In the afternoon we book the various excursions for the following days: since we were 7 we booked a private vehicle, but outside the agencies you will find announcements for free seats in the car for the different tours for which getting around is really easy and the price obviously decreases according to the number of passengers. There are different tour options for each place: in the day or with an overnight stay of one or more nights. You can flexibly decide based on the time you have available where to go and how long to stay.
The third day then we leave for the Pangong lake, about 5-6 hours drive from Leh, 7 km from the border with China on one side and Tibet on the other. It is a natural lake located in a disputed territory between China and India, in fact 60% of the lake belongs to Tibet. L'crystal clear water and the various shades of blue of the lake are fascinating.
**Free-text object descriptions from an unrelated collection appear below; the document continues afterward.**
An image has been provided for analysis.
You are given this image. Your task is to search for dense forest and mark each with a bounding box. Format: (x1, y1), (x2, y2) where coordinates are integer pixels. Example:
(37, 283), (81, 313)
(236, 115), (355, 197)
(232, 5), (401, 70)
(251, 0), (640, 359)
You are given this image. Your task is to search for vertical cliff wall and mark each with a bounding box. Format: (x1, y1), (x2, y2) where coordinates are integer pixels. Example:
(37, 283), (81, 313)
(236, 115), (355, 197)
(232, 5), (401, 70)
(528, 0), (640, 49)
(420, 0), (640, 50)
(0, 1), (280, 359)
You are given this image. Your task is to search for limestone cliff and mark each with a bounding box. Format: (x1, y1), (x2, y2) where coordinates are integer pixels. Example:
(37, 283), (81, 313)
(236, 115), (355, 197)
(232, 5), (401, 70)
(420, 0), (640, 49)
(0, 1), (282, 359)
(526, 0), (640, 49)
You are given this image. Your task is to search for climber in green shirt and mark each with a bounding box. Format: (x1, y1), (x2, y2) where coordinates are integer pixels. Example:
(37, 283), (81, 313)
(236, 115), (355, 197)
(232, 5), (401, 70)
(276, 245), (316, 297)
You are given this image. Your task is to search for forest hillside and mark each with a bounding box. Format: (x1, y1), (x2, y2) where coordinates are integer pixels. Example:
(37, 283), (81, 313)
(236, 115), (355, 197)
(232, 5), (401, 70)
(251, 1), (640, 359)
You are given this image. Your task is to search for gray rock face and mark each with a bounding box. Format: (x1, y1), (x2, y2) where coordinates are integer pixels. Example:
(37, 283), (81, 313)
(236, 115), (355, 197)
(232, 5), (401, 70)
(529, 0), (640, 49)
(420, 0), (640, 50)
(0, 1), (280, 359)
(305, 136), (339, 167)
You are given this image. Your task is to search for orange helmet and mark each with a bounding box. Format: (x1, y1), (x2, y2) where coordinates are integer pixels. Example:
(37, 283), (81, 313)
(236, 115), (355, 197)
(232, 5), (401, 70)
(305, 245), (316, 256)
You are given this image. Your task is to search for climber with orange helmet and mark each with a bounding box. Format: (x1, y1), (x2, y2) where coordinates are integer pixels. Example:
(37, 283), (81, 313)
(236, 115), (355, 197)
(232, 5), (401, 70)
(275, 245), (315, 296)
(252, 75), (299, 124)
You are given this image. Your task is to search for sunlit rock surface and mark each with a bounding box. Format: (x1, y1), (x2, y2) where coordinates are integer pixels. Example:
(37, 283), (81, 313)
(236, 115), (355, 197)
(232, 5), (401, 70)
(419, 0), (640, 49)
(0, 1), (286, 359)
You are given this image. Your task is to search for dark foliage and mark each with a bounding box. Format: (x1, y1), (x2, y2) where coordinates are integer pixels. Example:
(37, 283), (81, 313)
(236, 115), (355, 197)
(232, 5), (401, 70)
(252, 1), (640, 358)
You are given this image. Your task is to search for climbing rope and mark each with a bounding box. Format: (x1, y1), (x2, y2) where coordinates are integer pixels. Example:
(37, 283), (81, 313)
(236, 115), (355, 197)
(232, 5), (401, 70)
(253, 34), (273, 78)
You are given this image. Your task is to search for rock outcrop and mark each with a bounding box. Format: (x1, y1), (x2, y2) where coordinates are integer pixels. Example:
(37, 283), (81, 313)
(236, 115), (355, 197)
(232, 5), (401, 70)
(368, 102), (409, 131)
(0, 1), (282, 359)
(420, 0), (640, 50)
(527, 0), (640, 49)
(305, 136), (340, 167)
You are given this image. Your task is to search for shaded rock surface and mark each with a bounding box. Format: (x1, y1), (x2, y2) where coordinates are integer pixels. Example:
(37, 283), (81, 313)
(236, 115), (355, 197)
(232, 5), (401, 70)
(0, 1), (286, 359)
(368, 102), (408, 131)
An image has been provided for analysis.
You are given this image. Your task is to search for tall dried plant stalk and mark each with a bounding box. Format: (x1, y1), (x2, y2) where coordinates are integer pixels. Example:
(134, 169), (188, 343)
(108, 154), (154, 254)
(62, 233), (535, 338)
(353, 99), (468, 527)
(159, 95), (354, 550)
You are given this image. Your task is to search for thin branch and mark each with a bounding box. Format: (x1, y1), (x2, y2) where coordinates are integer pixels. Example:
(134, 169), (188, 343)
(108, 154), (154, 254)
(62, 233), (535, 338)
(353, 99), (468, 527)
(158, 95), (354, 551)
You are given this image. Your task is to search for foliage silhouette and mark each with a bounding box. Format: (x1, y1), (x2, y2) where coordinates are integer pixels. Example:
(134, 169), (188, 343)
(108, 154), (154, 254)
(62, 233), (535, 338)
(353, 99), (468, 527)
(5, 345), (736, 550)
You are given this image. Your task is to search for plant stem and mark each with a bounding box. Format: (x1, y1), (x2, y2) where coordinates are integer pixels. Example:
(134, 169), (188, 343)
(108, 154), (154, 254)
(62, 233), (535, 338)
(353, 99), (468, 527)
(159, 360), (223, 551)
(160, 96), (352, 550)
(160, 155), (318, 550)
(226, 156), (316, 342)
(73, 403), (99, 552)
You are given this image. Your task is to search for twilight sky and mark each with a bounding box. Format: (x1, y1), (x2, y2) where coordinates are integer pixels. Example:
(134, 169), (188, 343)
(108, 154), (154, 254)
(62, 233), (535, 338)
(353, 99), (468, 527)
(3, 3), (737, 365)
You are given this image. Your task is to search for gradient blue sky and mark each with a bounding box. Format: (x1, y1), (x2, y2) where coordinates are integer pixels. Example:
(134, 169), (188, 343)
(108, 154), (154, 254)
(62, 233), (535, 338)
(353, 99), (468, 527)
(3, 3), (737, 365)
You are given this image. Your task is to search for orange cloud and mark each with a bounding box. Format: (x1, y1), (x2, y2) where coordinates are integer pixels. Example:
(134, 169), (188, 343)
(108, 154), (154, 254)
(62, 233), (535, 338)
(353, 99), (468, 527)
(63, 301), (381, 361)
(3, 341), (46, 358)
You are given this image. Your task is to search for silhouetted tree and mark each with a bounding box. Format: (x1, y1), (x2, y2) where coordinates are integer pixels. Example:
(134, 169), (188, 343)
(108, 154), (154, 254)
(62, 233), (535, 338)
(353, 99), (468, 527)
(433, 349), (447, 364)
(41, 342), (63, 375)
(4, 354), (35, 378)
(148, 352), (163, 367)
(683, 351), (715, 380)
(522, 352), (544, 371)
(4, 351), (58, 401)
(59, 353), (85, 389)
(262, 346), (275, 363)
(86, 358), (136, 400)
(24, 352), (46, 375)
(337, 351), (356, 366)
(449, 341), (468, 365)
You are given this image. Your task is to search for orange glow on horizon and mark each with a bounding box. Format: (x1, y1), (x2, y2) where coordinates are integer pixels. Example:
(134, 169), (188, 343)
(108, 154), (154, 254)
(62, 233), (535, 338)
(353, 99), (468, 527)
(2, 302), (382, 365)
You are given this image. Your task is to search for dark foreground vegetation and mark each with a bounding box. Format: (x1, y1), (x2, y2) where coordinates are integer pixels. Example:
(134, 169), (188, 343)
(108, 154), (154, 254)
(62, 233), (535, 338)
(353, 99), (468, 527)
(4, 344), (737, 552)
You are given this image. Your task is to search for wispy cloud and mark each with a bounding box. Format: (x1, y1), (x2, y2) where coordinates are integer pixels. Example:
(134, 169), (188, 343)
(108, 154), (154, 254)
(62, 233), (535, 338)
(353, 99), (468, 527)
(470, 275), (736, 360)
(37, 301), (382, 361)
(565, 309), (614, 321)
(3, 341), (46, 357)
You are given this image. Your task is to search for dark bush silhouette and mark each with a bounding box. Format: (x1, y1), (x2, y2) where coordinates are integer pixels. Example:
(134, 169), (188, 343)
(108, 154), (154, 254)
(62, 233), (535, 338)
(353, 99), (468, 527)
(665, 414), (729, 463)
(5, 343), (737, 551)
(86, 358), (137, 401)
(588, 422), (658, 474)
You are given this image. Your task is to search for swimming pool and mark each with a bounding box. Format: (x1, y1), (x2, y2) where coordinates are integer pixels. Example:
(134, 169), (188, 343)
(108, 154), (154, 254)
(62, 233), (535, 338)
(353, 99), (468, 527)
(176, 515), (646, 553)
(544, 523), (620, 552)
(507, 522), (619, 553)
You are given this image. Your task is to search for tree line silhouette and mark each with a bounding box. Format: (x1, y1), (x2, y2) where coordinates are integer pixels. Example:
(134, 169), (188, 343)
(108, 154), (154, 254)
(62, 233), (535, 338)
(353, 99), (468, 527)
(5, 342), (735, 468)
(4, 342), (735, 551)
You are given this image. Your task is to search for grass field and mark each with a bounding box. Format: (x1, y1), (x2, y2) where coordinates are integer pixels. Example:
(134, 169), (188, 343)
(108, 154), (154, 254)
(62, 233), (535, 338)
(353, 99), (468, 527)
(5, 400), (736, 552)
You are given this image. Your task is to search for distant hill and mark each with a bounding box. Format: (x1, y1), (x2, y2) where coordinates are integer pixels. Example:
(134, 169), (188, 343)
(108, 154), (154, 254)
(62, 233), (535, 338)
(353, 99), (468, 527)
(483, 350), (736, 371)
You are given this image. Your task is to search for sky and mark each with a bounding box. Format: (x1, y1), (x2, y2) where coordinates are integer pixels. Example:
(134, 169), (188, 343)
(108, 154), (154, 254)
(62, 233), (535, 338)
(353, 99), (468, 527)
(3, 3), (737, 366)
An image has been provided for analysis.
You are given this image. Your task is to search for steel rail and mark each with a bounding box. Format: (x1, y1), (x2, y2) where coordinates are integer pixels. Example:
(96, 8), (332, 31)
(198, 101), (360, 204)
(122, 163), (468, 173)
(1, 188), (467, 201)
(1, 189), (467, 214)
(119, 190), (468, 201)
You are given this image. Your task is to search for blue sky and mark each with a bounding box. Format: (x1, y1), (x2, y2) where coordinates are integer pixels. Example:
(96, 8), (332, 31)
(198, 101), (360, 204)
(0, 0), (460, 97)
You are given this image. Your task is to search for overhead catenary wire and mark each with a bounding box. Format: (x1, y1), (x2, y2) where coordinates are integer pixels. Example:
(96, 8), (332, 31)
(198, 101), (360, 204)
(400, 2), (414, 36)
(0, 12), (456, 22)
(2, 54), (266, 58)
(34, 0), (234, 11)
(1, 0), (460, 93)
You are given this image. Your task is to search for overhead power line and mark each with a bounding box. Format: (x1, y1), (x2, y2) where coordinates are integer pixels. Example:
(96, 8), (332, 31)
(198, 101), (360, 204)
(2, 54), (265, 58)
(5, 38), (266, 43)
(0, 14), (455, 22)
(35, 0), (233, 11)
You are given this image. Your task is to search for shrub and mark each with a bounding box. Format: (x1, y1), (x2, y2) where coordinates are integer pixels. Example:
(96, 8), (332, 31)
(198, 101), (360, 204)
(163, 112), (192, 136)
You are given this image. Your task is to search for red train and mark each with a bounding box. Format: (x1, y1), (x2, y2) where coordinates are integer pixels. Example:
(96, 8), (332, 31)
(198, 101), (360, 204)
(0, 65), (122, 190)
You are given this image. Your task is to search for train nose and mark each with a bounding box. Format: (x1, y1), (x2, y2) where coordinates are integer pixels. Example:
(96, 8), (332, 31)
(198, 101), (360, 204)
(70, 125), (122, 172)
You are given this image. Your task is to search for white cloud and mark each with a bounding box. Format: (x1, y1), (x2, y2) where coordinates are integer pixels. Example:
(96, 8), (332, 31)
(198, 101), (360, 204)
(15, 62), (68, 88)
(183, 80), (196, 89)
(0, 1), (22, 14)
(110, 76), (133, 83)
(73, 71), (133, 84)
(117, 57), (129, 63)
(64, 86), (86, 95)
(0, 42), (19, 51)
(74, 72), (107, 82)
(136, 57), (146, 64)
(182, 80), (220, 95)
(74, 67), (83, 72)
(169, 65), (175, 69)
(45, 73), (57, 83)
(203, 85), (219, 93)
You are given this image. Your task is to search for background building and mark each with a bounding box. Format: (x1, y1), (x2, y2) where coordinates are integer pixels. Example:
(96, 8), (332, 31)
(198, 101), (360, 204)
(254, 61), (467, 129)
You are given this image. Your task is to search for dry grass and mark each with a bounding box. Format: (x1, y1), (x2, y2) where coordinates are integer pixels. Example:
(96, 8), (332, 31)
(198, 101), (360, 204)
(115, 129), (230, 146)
In the evening we return to Leh.
On the morning of the fourth day we leave for Nubra valley, also about a six hour drive from Leh, the cold desert of Ladakh. To reach it, take the highest road in the world, crossing the Khardung La pass, approx 5600 meters and where you cannot stop for more than 20 minutes for the lack of oxygen. We pass Diskit, of which we will visit the gompa (monastery) the next day and we enter the remote lands of the region up to the village of Turtuk. 7 km from the Pakistani border, the village became part of the Indian territory only in 1971.
In my opinion the land of happiness: extensive green fields, a suspension bridge over a stream that connects it to the main road e electricity running only 4 hours a day, from 19 to 23. We spend the night in the village and leave in the morning. On the way back we stop at Hunder to admire the sand dune phenomenon, and Diskit to visit the 14th century Buddhist monastery. A real blast from the past to end the enchanting journey. The next day, in fact, we go, melancholy, to the airport, but with the insatiable eyes and heart of the enchanting nature of Ladakh.